Sarah ngasih tahu teman-temannya sebelum memprivat akun.
“Aku bilang: ‘Hai, aku lagi bersih-bersih *akun. Kalau ada foto kita yang hilang dari tag-mu, minta maaf. Tapi aku simpan di arsip *pribadi. Kalau kamu butuh, aku kirim.‘ Dan mereka ngerti. Bahkan ada yang ikut melakukan hal sama.”
Jadi, Ini Tentang Apa Sebenarnya?
Gue duduk di depan laptop. Akun Twitter lama masih terbuka.
Gue scroll sekali lagi. Galau SMA. Cinta monyet. Teman-teman yang sekarang hilang kontak.
Gue nggak hapus.
Tapi gue kunci. Gue jadikan privat. Gue simpan sebagai kenangan yang terjaga. Bukan dilupakan. Tapi juga bukan dipertontonkan.
Dan gue buka folder baru. “Untuk Nanti”. Gue simpan tautan artikel ini. Gue simpan foto terbaru dengan keluarga. Gue simpan catatan tentang apa yang gue pelajari di usia ini.
Bukan karena gue sombong. Tapi karena gue tahu: suatu hari, ada yang mencari jejak gue. Anak gue. Cucu gue. Atau mungkin saya sendiri yang tua dan lupa.
Dan gue pengen mereka menemukan versi yang pantas diingat. Bukan yang berantakan. Bukan yang cuma drama. Tapi yang disengaja. Yang dirawat. Yang mencerminkan siapa gue sebenarnya—bukan siapa gue dulu di saat paling rentan.
Dian bilang:
“Gue nggak takut mati. Tapi gue takut dikenang dengan cara yang salah. Dikenang sebagai orang yang nggak pernah berubah. Dikenang lewat status-status galau yang nggak pernah gue maksud serius. Dikenang lewat opini-opini kasar yang sekarang gue sendiri malu.”
Dia jeda.
“Digital cemetery adalah cara gue memastikan itu nggak terjadi. Bukan menghapus masa lalu. Tapi memilih versi diri yang pantas dikenang. Dan membangun makam digital yang indah—untuk diriku sendiri, dan untuk mereka yang akan datang mengunjungi.”
Lo pernah mikir tentang jejak digital lo? Atau lo masih posting tanpa mikir panjang?
Coba buka akun lama lo. Yang paling awal. Scroll. Rasakan. Ada yang bikin kamu tersenyum? Ada yang bikin kamu malu? Ada yang bikin kamu bertanya-tanya: “Apa ini yang pantas diingat dari diriku?”

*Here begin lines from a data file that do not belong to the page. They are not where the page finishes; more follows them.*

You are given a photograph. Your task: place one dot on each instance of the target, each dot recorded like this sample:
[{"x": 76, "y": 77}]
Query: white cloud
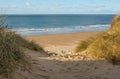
[{"x": 28, "y": 4}]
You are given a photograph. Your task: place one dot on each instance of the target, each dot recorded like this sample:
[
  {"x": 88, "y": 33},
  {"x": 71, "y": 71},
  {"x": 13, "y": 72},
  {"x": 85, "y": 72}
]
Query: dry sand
[
  {"x": 70, "y": 67},
  {"x": 61, "y": 42}
]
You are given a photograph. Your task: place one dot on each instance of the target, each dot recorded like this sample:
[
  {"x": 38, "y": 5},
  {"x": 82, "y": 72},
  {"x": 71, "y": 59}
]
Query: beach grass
[
  {"x": 106, "y": 45},
  {"x": 12, "y": 54}
]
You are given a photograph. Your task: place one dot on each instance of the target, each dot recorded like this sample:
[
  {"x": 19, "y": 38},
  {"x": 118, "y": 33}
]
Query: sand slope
[
  {"x": 73, "y": 66},
  {"x": 68, "y": 67}
]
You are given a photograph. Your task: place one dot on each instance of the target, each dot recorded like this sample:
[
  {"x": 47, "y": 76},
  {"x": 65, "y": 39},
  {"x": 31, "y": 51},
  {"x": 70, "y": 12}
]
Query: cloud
[{"x": 28, "y": 4}]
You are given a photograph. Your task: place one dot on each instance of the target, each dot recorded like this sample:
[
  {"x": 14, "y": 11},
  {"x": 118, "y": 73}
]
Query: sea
[{"x": 29, "y": 25}]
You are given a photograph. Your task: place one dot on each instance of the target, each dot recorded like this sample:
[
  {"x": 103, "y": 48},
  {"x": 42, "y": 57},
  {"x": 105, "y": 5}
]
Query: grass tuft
[{"x": 106, "y": 45}]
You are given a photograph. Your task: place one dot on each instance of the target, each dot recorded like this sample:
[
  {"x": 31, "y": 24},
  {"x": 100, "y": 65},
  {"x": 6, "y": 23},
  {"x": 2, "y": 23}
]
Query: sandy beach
[
  {"x": 70, "y": 67},
  {"x": 61, "y": 42}
]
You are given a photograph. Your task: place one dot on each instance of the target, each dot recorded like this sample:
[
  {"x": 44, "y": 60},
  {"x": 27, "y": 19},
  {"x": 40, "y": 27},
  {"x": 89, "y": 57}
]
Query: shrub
[
  {"x": 106, "y": 45},
  {"x": 11, "y": 54}
]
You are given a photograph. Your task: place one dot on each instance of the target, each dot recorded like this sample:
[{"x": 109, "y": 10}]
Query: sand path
[{"x": 71, "y": 67}]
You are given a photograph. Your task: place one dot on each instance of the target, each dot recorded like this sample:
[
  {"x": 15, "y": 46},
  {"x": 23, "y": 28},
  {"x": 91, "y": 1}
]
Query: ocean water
[{"x": 28, "y": 25}]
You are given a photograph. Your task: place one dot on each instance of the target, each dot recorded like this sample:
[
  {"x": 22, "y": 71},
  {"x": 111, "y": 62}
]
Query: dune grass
[
  {"x": 106, "y": 45},
  {"x": 12, "y": 55}
]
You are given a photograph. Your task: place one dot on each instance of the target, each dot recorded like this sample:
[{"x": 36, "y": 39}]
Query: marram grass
[
  {"x": 106, "y": 45},
  {"x": 12, "y": 55}
]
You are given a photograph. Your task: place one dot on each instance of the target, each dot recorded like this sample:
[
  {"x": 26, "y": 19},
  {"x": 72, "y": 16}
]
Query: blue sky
[{"x": 59, "y": 6}]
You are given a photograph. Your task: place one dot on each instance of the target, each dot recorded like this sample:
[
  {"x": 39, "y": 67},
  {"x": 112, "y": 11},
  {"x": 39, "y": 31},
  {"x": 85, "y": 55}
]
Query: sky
[{"x": 59, "y": 6}]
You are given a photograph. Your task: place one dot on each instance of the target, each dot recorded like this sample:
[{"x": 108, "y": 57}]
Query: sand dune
[{"x": 67, "y": 67}]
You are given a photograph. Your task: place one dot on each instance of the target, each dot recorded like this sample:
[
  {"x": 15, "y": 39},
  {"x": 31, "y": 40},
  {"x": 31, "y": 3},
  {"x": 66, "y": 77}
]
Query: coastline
[{"x": 61, "y": 42}]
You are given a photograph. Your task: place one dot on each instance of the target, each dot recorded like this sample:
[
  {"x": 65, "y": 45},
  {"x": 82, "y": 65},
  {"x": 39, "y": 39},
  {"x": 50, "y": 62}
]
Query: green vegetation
[
  {"x": 12, "y": 55},
  {"x": 106, "y": 45},
  {"x": 83, "y": 45}
]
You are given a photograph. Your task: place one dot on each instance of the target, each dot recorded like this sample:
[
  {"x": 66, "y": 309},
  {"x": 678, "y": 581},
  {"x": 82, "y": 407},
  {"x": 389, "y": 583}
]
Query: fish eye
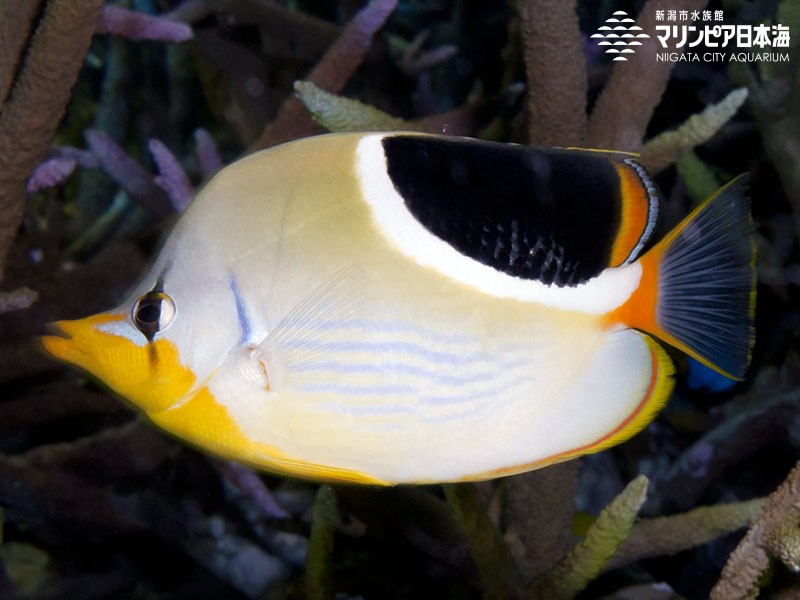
[{"x": 153, "y": 312}]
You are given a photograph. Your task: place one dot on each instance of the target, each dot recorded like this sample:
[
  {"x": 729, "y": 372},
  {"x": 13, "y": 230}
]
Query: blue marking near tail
[{"x": 240, "y": 311}]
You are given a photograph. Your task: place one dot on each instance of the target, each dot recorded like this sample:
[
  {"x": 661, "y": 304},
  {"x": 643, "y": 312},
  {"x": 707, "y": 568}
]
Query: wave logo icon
[{"x": 619, "y": 33}]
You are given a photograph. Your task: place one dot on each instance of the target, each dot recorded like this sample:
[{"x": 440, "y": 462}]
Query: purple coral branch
[
  {"x": 207, "y": 153},
  {"x": 50, "y": 173},
  {"x": 173, "y": 178},
  {"x": 126, "y": 171},
  {"x": 140, "y": 26}
]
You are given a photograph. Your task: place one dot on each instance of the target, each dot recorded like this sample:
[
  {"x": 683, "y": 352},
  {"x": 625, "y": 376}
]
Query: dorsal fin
[{"x": 552, "y": 215}]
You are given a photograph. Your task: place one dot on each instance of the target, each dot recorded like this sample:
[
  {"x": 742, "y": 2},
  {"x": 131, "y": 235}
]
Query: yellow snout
[{"x": 150, "y": 375}]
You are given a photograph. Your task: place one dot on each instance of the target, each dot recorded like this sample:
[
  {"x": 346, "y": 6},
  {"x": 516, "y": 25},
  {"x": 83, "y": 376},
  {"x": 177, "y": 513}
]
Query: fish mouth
[
  {"x": 60, "y": 343},
  {"x": 56, "y": 329}
]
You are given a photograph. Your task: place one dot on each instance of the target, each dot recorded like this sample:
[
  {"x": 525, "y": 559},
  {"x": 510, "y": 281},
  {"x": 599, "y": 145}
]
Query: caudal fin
[{"x": 706, "y": 282}]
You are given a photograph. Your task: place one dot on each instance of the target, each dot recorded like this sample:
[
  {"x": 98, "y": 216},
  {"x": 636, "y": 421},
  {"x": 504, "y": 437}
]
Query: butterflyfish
[{"x": 393, "y": 308}]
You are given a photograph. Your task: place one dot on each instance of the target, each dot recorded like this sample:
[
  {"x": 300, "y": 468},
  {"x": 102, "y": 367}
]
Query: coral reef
[{"x": 112, "y": 113}]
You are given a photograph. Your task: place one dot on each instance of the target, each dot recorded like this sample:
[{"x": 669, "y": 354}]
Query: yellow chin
[{"x": 150, "y": 376}]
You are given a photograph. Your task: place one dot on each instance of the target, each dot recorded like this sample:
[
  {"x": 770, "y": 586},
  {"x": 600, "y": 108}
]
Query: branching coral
[
  {"x": 36, "y": 102},
  {"x": 252, "y": 532},
  {"x": 774, "y": 534}
]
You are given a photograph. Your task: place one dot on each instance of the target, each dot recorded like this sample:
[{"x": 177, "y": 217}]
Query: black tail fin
[{"x": 706, "y": 288}]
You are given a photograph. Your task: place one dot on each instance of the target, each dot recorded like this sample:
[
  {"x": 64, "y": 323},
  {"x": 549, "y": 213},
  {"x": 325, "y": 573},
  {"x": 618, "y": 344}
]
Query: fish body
[{"x": 401, "y": 308}]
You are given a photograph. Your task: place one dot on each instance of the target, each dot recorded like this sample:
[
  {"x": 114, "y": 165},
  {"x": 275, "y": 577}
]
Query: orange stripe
[
  {"x": 639, "y": 310},
  {"x": 635, "y": 207}
]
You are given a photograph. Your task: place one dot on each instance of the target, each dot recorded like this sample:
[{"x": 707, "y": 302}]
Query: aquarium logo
[
  {"x": 695, "y": 36},
  {"x": 621, "y": 34}
]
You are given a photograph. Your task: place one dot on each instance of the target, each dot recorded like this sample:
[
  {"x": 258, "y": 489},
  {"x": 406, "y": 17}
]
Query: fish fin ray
[
  {"x": 706, "y": 287},
  {"x": 301, "y": 337}
]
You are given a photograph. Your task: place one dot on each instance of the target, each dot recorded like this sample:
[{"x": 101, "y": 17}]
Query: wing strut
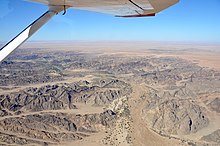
[{"x": 28, "y": 32}]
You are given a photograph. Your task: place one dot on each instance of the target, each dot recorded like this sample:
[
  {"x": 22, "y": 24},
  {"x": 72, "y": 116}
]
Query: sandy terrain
[{"x": 129, "y": 129}]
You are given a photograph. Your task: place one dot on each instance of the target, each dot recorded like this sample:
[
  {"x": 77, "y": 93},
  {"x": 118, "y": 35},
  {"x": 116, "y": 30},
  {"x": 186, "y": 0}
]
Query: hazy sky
[{"x": 189, "y": 20}]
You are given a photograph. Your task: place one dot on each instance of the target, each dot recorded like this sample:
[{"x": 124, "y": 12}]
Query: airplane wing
[
  {"x": 120, "y": 8},
  {"x": 123, "y": 8}
]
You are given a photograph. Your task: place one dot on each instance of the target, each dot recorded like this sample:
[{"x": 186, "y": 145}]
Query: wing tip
[{"x": 138, "y": 15}]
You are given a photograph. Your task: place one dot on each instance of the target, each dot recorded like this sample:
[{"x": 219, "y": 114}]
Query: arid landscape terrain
[{"x": 111, "y": 94}]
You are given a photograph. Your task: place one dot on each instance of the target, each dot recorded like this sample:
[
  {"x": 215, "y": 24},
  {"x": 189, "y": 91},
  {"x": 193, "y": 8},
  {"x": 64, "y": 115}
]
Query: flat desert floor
[{"x": 111, "y": 94}]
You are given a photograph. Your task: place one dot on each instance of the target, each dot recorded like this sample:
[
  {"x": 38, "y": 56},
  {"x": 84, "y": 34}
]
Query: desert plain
[{"x": 88, "y": 93}]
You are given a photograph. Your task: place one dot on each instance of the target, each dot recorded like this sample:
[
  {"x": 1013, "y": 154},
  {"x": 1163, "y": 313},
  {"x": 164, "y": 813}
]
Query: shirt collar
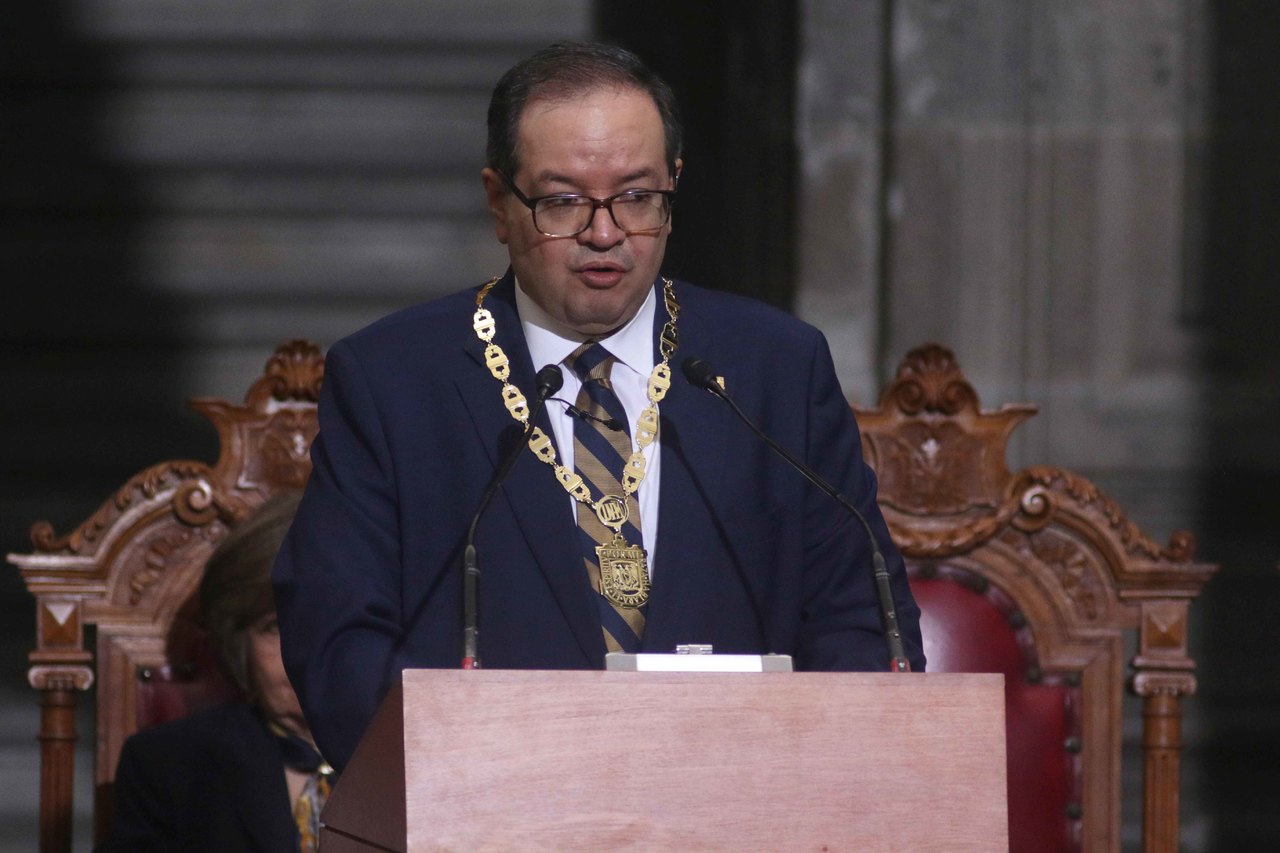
[{"x": 551, "y": 342}]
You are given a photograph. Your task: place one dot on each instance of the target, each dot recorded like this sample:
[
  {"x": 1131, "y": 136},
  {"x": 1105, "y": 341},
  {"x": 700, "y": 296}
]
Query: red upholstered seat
[
  {"x": 970, "y": 626},
  {"x": 1040, "y": 576}
]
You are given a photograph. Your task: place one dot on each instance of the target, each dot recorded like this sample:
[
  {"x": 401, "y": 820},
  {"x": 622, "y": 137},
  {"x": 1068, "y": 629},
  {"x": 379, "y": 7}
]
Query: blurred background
[{"x": 1079, "y": 197}]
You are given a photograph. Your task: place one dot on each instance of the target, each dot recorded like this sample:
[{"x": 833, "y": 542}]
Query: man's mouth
[{"x": 603, "y": 274}]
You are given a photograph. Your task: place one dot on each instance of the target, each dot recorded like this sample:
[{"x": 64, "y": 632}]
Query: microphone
[
  {"x": 548, "y": 381},
  {"x": 703, "y": 375}
]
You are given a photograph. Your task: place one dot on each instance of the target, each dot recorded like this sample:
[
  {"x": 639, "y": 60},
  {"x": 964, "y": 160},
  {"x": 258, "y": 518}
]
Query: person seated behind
[{"x": 243, "y": 776}]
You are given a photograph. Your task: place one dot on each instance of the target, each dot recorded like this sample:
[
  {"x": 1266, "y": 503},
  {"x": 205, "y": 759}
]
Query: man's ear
[{"x": 496, "y": 191}]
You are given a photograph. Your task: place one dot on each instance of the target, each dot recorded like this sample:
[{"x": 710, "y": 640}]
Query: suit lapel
[{"x": 531, "y": 492}]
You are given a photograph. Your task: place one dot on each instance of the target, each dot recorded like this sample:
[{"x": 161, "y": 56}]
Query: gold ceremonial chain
[{"x": 624, "y": 568}]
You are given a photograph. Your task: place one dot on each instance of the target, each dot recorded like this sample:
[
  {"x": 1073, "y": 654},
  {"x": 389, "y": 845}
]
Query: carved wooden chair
[
  {"x": 129, "y": 573},
  {"x": 1038, "y": 575}
]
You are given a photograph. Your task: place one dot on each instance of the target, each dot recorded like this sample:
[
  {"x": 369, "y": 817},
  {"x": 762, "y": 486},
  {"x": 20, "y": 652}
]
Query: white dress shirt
[{"x": 549, "y": 342}]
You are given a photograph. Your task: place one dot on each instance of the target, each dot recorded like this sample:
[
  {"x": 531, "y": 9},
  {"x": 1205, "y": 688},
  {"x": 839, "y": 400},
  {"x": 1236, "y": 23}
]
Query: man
[{"x": 417, "y": 411}]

Bukan karena lo harus hapus. Tapi karena lo berhak memilih. Memilih versi dirimu yang paling layak dikenang. Dan merawatnya dengan sengaja—sebelum waktu yang memilih untukmu.
Karena pada akhirnya, bukan seberapa banyak jejak yang kita tinggalkan. Tapi seberapa bermakna jejak itu bagi mereka yang kita cintai.